Basically, go from lightest to heaviest. If you use a serum in the morning, apply that first after cleansing. Why use a serum? According to many dermatologists, there’s compelling evidence that vitamin C serum helps reduce oxidative cell damage (caused by sunlight and other environmental factors). Novakovich believes another vitamin called niacinamide has better stability than vitamin C and better clinical evidence about combating free-radicals. But she says doctors seem to like vitamin C more. I’m not sure why; my guess is that vitamin C is easier to sell than niacina-what? Anyway, a serum’s light formula allows its active ingredients to be rapidly absorbed. I don’t use a serum but this one has a cult following, and Yagoda likes this one.
At night, you’ll apply a serum or treatment product (like a prescription retinoid) after cleansing. (I use a trifecta of the ingredients tretinoin, azelaic acid, and niacinamide in a prescription formula I get from Curology. Full disclosure, I was on its VIP list for many years, meaning I haven’t paid for it. But that’s not why I use it; I use it because the company’s formulas contain actives with proven results.)

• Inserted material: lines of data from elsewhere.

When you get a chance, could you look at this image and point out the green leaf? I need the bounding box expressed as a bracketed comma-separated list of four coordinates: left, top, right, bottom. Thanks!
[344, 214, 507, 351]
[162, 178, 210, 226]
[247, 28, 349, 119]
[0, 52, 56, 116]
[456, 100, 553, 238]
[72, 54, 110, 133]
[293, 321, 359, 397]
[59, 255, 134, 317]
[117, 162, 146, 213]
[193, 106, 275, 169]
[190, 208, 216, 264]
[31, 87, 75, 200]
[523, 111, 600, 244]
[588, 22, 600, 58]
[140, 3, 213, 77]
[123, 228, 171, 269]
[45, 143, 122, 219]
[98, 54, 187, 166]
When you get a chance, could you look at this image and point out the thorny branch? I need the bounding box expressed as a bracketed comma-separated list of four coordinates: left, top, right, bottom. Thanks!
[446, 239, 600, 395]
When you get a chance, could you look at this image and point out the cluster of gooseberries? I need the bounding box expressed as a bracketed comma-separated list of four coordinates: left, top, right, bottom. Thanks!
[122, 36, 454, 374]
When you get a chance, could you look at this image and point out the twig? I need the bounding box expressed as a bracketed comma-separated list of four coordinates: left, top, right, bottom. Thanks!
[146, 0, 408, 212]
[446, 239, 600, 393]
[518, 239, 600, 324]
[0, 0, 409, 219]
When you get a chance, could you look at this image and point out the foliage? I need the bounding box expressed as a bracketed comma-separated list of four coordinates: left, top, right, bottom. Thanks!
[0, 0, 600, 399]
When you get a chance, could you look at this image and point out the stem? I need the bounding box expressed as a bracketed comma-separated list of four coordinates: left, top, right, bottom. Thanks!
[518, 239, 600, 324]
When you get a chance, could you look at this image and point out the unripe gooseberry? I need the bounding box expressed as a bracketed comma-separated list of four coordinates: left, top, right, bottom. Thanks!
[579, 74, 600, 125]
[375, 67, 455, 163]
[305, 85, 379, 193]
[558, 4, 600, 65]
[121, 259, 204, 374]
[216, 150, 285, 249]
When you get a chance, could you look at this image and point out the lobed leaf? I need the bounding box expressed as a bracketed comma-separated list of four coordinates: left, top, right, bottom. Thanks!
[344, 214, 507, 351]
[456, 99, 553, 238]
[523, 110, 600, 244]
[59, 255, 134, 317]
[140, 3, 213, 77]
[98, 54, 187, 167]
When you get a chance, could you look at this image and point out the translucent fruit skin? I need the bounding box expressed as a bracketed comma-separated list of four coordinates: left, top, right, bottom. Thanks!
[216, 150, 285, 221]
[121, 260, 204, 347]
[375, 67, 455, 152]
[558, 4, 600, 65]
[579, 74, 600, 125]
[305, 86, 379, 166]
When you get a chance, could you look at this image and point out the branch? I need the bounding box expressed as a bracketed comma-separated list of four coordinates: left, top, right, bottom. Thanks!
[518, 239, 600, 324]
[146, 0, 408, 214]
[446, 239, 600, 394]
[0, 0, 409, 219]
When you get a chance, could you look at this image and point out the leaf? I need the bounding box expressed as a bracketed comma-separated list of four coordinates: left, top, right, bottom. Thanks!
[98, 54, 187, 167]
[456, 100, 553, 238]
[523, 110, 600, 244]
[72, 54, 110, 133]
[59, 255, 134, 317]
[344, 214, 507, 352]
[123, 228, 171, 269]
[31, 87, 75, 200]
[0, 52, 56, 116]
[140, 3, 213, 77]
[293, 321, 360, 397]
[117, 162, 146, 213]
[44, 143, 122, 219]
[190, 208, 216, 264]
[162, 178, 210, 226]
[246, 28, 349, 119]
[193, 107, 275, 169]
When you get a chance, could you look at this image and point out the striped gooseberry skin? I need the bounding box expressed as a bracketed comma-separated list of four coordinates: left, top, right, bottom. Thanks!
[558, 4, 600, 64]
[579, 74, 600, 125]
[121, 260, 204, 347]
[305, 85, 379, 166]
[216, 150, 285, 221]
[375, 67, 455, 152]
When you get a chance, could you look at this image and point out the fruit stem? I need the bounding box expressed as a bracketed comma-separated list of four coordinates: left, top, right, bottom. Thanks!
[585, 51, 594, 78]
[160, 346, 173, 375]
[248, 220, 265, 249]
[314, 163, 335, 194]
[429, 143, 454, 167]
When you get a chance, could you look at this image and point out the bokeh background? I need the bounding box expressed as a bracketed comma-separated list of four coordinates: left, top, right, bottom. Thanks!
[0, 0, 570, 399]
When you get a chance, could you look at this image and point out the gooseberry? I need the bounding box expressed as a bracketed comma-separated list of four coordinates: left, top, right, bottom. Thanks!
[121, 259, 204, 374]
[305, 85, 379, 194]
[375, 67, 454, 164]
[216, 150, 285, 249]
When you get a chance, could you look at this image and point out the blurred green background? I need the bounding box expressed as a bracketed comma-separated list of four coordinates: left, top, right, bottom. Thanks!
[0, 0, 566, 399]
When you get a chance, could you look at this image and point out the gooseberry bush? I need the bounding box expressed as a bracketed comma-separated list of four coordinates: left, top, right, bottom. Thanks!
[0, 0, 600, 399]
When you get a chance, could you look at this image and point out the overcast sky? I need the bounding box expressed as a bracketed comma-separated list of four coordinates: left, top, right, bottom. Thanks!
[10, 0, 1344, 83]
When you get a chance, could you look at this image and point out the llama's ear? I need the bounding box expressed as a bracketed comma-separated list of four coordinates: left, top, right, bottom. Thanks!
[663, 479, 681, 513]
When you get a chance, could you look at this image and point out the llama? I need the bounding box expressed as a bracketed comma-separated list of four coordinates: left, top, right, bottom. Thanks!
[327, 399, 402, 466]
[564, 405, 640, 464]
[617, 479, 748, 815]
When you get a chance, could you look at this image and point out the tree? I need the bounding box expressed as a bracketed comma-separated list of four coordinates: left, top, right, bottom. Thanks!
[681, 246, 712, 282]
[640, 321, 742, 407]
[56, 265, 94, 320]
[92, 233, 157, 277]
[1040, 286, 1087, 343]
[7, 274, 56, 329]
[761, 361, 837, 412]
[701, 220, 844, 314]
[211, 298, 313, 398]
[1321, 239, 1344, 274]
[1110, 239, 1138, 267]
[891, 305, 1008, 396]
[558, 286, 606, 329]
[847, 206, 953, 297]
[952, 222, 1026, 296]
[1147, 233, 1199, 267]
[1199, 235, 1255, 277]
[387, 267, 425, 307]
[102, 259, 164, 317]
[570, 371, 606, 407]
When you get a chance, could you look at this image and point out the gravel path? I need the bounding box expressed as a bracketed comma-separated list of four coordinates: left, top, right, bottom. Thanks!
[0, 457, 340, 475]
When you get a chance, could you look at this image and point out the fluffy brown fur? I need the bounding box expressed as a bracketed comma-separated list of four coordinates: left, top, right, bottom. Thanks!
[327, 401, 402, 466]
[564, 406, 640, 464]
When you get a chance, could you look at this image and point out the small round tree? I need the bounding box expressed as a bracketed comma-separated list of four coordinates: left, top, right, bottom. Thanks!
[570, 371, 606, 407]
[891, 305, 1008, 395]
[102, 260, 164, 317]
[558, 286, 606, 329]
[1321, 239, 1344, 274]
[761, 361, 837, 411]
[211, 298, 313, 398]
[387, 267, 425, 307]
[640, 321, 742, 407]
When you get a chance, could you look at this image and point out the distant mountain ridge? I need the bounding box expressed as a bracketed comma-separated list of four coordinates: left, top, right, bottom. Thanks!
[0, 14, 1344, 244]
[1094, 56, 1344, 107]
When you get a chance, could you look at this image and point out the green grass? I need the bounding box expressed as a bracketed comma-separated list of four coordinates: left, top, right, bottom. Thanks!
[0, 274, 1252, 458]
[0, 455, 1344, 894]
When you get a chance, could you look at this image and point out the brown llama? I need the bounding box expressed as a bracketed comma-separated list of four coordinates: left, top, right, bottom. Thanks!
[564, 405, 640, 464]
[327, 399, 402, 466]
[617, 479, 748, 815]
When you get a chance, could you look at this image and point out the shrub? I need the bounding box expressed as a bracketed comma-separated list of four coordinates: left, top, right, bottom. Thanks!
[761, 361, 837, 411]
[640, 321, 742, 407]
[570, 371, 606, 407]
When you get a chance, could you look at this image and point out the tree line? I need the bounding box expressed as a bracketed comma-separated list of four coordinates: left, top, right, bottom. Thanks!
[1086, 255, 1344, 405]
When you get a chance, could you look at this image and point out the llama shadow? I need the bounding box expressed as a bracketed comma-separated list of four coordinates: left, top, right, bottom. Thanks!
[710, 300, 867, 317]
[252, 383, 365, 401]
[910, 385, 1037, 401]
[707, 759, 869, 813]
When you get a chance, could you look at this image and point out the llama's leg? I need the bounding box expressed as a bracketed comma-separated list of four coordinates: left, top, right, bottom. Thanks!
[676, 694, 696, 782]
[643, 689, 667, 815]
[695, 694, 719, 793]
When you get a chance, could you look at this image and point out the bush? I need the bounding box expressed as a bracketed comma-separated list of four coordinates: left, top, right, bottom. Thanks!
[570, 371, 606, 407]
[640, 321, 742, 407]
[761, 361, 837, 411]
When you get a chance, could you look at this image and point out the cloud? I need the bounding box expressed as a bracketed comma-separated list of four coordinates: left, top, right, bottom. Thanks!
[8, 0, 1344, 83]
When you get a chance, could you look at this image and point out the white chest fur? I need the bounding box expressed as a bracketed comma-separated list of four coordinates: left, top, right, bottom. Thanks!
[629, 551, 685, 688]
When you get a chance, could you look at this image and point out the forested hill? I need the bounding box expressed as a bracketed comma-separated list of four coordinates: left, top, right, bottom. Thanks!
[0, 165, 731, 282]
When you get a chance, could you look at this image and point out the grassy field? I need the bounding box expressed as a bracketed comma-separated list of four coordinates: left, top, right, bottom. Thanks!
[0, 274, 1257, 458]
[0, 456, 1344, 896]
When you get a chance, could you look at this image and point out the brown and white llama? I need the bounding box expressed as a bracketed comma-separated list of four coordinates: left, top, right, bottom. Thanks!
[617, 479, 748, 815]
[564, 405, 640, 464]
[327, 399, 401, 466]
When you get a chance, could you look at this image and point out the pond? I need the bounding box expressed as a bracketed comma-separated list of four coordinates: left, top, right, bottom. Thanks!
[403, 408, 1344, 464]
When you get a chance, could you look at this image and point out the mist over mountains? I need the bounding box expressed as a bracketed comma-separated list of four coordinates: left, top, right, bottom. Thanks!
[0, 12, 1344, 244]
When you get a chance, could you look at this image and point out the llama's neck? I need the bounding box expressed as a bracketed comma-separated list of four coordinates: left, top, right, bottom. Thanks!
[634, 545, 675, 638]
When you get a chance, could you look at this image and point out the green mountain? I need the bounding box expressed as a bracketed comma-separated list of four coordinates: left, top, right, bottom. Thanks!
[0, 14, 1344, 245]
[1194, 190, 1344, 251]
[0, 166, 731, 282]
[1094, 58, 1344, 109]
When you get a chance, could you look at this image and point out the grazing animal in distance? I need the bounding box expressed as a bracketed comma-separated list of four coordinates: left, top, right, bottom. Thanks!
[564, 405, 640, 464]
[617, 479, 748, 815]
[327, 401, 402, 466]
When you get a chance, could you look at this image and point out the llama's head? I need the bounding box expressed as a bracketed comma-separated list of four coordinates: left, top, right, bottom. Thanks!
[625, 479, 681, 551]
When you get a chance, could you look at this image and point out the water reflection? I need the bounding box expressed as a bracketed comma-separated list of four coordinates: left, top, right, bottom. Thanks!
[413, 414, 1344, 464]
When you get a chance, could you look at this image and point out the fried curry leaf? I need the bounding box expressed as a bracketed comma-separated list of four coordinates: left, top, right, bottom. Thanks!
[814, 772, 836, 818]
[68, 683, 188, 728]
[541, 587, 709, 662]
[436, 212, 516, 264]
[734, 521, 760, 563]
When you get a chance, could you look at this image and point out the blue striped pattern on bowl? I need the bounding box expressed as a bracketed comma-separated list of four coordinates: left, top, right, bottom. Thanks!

Next comes moisturizer, which forms a kind of barrier to seal in hydration and to keep out dirt and grime. A $30-40 moisturizer will do this as well as any. Both this optionand this option are frequently recommended by dermatologists. At night I wait a few minutes before applying moisturizer over my treatment lotion because I like giving the lotion time to absorb. It dries almost instantly and I’ve never found any proof that a treatment lotion is more effective if you wait before applying a moisturizer, but I do it anyway because…beauty magic.
Finally, in the morning, apply sunscreen last. It’s the most important product you can put on your face—the first line of defense against environmental irritants and the sun’s damaging UV rays. (What does damaging mean? Destruction of collagen and elastin, causing wrinkles and sagging, and proliferation of dark spots. Also, skin cancer.) Wearing a sunscreen like this or this is one of the most effective ways to ensure a healthy—and therefore healthy-looking—complexion. It isn’t magic. It’s common sense.
I’ve been following the lightest to heaviest mantra for years, topped by a sunscreen moisturizer every day. I think my skin looks pretty good for a 70 year old. My serum is the CE Ferulic from Skinceuticals. I feel like if I stopped using it my skin would fall apart. Probably addicted at this point!